Each of these has a place but I think, personally, that the personal side of otherkin is overplayed. Sharing personal experience is great! But drawing commonalities between experience, attempting to create (and break) generalizations--that's more fun, I think, and far more productive.

I think we're scared, as a subculture, to talk ideas and make the necessary generalizations to do that. We are all so rabidly individual, and potentially so very different from each other, that it gets hard to talk ideas. But I think that just chatting experience is part of why the otherkin community's gone so silent. There's only so much you can draw from "sometimes I feel like I have a tail and scales" (for instance), and only slightly more from "sometimes I feel this--does anybody else?"

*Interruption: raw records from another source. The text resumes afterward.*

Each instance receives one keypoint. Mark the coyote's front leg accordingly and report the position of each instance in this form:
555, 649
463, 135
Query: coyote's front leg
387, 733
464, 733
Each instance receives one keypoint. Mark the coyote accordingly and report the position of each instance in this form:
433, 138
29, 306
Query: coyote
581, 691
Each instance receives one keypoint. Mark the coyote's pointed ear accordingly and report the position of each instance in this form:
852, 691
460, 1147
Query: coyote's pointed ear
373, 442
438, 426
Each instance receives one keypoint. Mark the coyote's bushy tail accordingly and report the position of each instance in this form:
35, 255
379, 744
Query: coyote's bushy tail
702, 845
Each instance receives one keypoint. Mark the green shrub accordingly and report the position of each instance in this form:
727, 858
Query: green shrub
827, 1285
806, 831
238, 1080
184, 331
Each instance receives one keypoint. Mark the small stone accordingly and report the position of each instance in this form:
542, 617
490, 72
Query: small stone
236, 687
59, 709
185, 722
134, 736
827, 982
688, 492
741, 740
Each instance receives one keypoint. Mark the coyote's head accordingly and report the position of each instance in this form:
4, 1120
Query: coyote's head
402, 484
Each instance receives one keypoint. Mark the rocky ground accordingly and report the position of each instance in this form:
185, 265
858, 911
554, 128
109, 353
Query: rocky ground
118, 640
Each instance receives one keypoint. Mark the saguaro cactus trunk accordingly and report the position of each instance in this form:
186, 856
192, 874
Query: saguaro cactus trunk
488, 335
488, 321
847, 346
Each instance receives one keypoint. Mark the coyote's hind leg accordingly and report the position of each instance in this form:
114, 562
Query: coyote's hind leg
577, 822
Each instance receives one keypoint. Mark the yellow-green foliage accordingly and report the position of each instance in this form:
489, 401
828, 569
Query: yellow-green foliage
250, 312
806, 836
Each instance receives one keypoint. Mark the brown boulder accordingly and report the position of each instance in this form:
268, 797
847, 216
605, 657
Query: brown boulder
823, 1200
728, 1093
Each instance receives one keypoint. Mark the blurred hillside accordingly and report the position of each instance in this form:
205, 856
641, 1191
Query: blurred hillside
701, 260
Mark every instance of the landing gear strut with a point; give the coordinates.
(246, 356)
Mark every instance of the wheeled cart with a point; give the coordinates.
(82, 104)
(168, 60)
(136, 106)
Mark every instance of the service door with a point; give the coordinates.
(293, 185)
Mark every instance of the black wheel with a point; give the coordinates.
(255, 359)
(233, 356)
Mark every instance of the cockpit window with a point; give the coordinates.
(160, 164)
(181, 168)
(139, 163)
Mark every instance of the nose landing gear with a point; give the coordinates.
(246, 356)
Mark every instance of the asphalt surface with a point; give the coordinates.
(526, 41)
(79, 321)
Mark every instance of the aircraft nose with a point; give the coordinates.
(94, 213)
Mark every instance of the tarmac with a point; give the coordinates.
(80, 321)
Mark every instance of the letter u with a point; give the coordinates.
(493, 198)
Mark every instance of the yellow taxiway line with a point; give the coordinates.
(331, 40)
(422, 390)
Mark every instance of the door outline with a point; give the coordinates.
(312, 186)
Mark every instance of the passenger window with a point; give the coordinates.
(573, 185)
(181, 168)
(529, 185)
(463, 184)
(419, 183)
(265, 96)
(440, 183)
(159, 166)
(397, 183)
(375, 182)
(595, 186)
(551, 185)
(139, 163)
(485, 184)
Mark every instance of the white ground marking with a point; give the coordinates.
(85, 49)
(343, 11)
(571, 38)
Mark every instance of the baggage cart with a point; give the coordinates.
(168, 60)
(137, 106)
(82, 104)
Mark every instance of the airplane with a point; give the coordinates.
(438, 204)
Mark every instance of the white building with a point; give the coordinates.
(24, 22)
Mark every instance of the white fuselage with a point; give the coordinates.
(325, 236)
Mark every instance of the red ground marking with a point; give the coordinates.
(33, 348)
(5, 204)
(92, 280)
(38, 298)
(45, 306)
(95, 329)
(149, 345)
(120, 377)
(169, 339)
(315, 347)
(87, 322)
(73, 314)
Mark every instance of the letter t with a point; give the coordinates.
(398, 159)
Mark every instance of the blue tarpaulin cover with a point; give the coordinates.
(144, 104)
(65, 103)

But even something mild like "I think that sometimes I feel like I have a tail and scales, because of x y and z, and it usually happens to me during a b and c--can anyone relate?"--that has room for discussion. It puts the speaker in the crossfire, potentially, and it creates potential for controversy and disagreement. But without taking a stand you can't have a real conversation going.

I make a fair number of posts of a personal nature here on this blog. I try not to, generally, and I space 'em out when I make 'em, because there isn't much room for discussion with that, and honestly if I used this blog as a place to describe my own, very peculiar personal experience with otherkin I think that would border on the masturbatory.

I'm much, much more interested in stripping away the personal experience and, yes, sometimes the poetry from the otherkin experience, and getting to the heart of the matter--big ideas, theories, and experimentation.